WOW. My first visit to your blog, and I will definitely be back. I love all the family stuff! Not into indoor orchids at the moment, but when that hammer falls, I'll know where to go (if I can still move.) My boss wants an article on indoor plant care if and when I ever finish the one on organic lawn care, so you'll be hearing from me.

Thanks for that amazing post.

Anonymous said...

Here have a hug on me! I'm sorry it has to be this way. No one should be treated like this by their family. If you were my brother I'd love you just the same as the rest of my family, gay or not.

Ps. This is the "bestest" blog ever" Ds.

Plowing Through Life (Martha) said...

Great post. I do love this plant, and have seen it at the local greenhouses now and then, but haven't brought one home - maybe never will; much too pricey!
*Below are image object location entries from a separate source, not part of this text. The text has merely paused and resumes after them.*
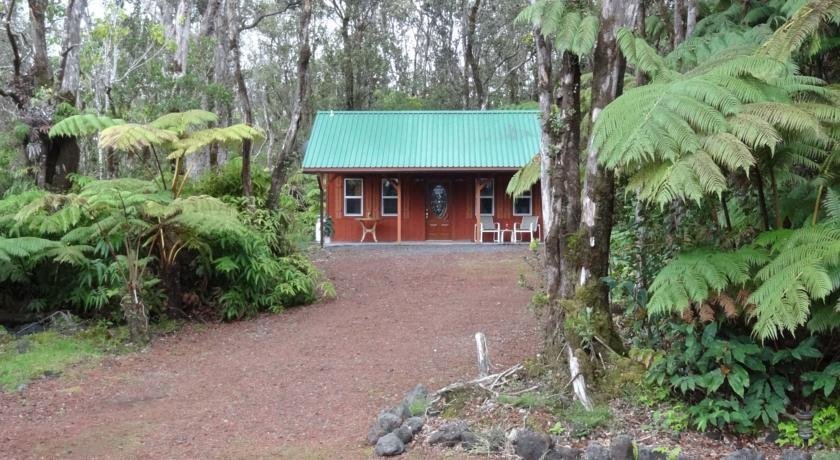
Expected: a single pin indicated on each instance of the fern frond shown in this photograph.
(803, 24)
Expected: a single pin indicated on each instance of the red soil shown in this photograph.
(302, 384)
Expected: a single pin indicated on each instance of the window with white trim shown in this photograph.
(389, 198)
(353, 197)
(486, 198)
(523, 204)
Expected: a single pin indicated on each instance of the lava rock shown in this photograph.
(595, 451)
(745, 454)
(449, 435)
(621, 447)
(389, 446)
(415, 424)
(563, 453)
(469, 440)
(404, 433)
(385, 423)
(651, 453)
(794, 454)
(401, 410)
(531, 445)
(418, 393)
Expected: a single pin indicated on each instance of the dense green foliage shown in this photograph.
(736, 150)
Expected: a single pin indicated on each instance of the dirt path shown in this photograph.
(303, 384)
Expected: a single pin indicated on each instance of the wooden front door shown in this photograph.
(438, 204)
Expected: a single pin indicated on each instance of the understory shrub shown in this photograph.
(730, 380)
(85, 250)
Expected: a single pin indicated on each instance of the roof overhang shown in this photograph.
(404, 170)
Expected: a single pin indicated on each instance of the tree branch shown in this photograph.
(18, 101)
(289, 5)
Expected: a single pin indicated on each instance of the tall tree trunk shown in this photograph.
(182, 36)
(242, 92)
(597, 199)
(284, 160)
(690, 17)
(40, 70)
(762, 201)
(469, 54)
(69, 70)
(679, 22)
(347, 69)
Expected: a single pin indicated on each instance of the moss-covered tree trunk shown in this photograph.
(591, 309)
(136, 315)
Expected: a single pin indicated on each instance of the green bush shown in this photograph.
(75, 251)
(729, 380)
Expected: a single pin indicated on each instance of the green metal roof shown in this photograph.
(416, 140)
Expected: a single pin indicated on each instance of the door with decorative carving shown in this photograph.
(438, 201)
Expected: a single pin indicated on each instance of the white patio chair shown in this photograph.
(486, 225)
(528, 226)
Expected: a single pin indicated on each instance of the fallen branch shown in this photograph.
(496, 380)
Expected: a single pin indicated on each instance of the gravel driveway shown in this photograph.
(302, 384)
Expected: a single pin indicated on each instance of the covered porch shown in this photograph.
(423, 206)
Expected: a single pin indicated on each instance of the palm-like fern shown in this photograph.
(792, 276)
(678, 136)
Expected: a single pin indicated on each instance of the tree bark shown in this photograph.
(242, 92)
(69, 71)
(278, 175)
(469, 55)
(182, 37)
(679, 23)
(345, 14)
(40, 70)
(762, 201)
(690, 17)
(597, 199)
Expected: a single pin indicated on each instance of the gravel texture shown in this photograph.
(302, 384)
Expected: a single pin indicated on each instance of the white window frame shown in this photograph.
(382, 199)
(361, 197)
(530, 198)
(492, 199)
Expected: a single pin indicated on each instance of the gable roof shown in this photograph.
(422, 140)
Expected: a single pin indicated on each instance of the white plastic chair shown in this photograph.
(528, 226)
(486, 225)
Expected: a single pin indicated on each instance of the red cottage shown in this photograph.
(425, 175)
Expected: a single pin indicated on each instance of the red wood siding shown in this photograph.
(461, 202)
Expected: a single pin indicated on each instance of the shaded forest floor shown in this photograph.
(302, 384)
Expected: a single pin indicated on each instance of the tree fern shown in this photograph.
(180, 122)
(135, 138)
(803, 24)
(699, 275)
(82, 125)
(230, 136)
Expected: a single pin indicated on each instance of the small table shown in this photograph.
(368, 227)
(502, 234)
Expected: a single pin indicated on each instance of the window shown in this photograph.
(353, 197)
(486, 198)
(522, 204)
(389, 198)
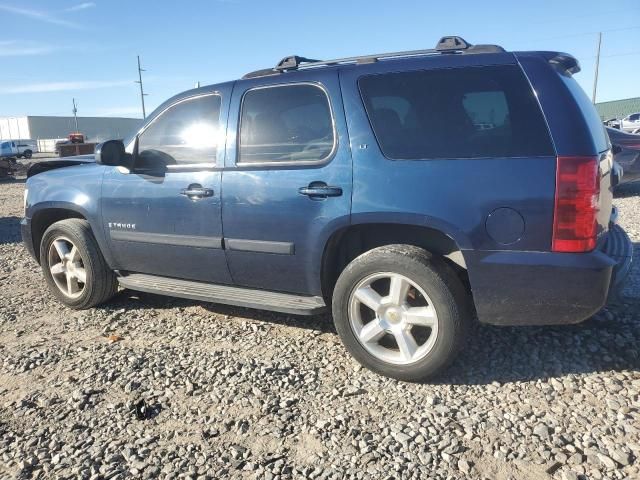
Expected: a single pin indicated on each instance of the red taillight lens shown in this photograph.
(576, 208)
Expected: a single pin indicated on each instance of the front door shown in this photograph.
(287, 179)
(164, 216)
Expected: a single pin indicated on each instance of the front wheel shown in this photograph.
(401, 312)
(73, 265)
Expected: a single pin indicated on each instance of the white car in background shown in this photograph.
(26, 148)
(631, 123)
(8, 148)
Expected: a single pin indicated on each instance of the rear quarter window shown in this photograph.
(455, 113)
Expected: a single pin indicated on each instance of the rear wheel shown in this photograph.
(401, 312)
(73, 265)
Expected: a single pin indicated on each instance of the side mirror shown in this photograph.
(112, 153)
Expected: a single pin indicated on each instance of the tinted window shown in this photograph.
(289, 123)
(187, 132)
(455, 113)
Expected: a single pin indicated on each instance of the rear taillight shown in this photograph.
(575, 224)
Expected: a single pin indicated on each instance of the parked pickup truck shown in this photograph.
(409, 193)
And I won't say anything about your family, like they'll come around and stuff, because you are right - you know them better than anyone else. Still. Families can sometimes be, well, 'special'.

Lance said...

Thanks for sharing about your parents, I too tend to avoid family things for the same reasons. However, my situation with them isn't as extreme, still I live in the bible belt too, and have to put up with the family that believe only what is said in church. You're parents may not come around, but I hope you are able to some day have some sort of relationship with your brothers and sisters.
Thanks also for the plant discussions, I've been enjoying them very much.

Anonymous said...

Ludisia "pricey"??? Where have you been shopping waterroots? Course I suppose too it depends on what one considers "pricey". You shouldn't have to pay more than 8-$10 --- and if you are a member of any forums, you could very likely work out a trade for one.

aleisha said...

I love these plants. They do better in low light than in high light. I put mine under a normal light that has grow light bulbs in it. I treat it once a month with a special fertilizer from fantasy orchids in lewisville Colorado. I tend to water it once a week in the winter and twice a week in summer.

The Ludisia Discolor can handle normal house humidity levels. In the winter I try to get my home to be around 30 to 40 percent humidity, but it gets as low as 20%. Just put the plant pot on top of a tray that has stones in it and fill partly with water. Just don't let the water hit the level of your pot.

There are many jewel orchids and most of them require high humidity. Ludisia discolor doesn't need high humidity. The Ludisia discolor Alba and Ludisia discolor Nigrescens can all be grown in normal home humidity. Just use a tray under them.

atropos_of_nothing said...

I know this is an old post, but dammit, I had to say something: there is a distinction to be made between "self-pitying" and "mournful." Your footnote was the latter, not the former. And you have ever right to mourn. You and your family seem to be trend-setters, as this is a lament I see much more widely-spread since, oh, about 2016 or so. I've stopped trying to be civil about it; if my mom wants to talk to me or her grandchildren, she can keep her poisonous bigotry to herself. It took a few hang-ups, but she learned.
But anyway. I hope things have gotten better in the last decade.